With the same gusto as with last year’s Religious Freedom Restoration Act, Mississippi lawmakers are advancing new laws that appear to have little real effect. In the past week, legislators passed bills to prohibit courts from applying foreign law and two bills to prohibit the state from entering contracts with companies who have ties to Iran.
“We do not want to support a terrorist regime that is building weapons,” Sen. Nancy Collins, R-Tupelo, said on the floor in support of the act that died on the calendar. The House passed its version of the Iran Divestment Act of 2015, which now goes to the Senate.
Dan O’Flaherty, vice president of the National Foreign Trade Council, said the state legislators are doing work “above their pay grade.” Bill Chandler, executive director at the Mississippi Immigrant Rights Alliance, said these kinds of bills come as a result of exaggerated fear of terrorism.

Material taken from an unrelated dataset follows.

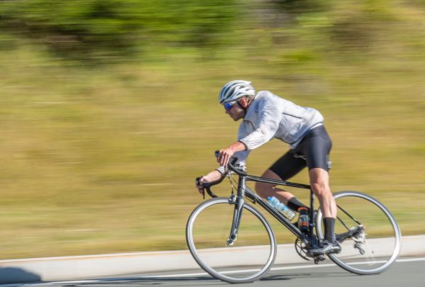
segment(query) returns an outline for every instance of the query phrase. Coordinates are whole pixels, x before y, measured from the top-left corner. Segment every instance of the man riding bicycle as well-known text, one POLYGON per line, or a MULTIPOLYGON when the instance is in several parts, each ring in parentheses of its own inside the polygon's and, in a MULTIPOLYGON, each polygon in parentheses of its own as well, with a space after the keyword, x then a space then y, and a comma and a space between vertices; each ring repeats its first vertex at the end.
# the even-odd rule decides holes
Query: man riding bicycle
MULTIPOLYGON (((221 89, 219 103, 234 120, 243 118, 238 140, 220 150, 220 167, 201 176, 197 186, 203 191, 203 183, 216 181, 225 176, 225 167, 234 154, 244 168, 250 151, 278 138, 290 150, 271 165, 262 176, 286 181, 308 167, 312 189, 320 203, 324 215, 324 240, 319 248, 312 249, 312 256, 336 253, 341 246, 335 240, 336 204, 329 188, 329 154, 331 140, 323 125, 323 116, 317 110, 301 107, 268 91, 256 94, 251 82, 234 80, 221 89)), ((256 192, 262 198, 276 196, 293 210, 307 208, 293 194, 276 184, 257 182, 256 192)))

“The Mississippi Legislature has plenty of important things to do,” said state Sen. David Blount, D-Jackson. “We’re not experts, however, in foreign policy or in other issues that are the responsibility of Congress.” The Senate passed the Iran-divestment bill with few voting in opposition, but it died on the calendar after a motion to reconsider. But the House version is still alive. The U.S. has already imposed sanctions on Iran. But the Iran Divestment Act could have negative blowback because it could prevent the state from doing business with companies like Toyota Tsusho Corporation.
The company is the trading arm of the Toyota group, which encompasses Toyota Motor Company. Toyota Motor Manufacturing Mississippi opened in November 2011 and employs 2,000 people.
It is unclear whether Sen. Collins knew that the legislation could affect the state’s ability to work with Toyota, which has a plant in Blue Springs, Miss. Calls to two Toyota representatives were not returned.
Other than putting a major vehicle plant in the state at risk, NFTC argues that the law violates the U.S. Supreme Court decision, Crosby v. NFTC, in which judges said that the law “undermines the President’s capacity for effective diplomacy.”
“There are obvious and valid reasons for concern about Iran’s nuclear program and human rights record. The United States must, however, act and speak with one voice to conduct an effective foreign policy,” William Reinsch, president of NFTC, wrote in a letter to Gov. Phil Bryant.
The House also passed an act to prohibit Mississippi courts from applying foreign law—like Sharia, the collection of Muslim religious law—in its cases. Only one lawmaker—Rep. Credell Calhoun, D-Jackson—voted against House Bill 177.
Antonia Eliason, an assistant professor at the University of Mississippi School of Law and international law expert, said any law that refers to banning Sharia law does not have any purpose but to express a “vague, anti-Muslim sentiment” and to fear monger.
“It does not actually express any understanding of what Sharia law is,” Eliason said. “Sharia is mostly not what people think of. It’s not chopping people’s hands off or beheading. A lot of it is financial, actually.”
Under Muslim law, for example, banks cannot charge interest.
“It’s not something that would ever go into our court system,” Eliason said.
While the law would prohibit something that’s not actually taking place, Chandler said it can have a negative impact on the Muslim community.
“Those kinds of (laws) give license to the attacks like what occurred in North Carolina,” Chandler said, referencing the Feb. 10 murder of three Muslims in the state that may have been racially motivated.
And Chandler said the bill illustrates a larger trend within the Legislature:
“This whole direction they’re going in, along with the xenophobic bills that have been introduced, to me it’s a whole pattern of racism that has emerged now that the so-called conservatives have taken over both sides of the Legislature and the governor’s office.”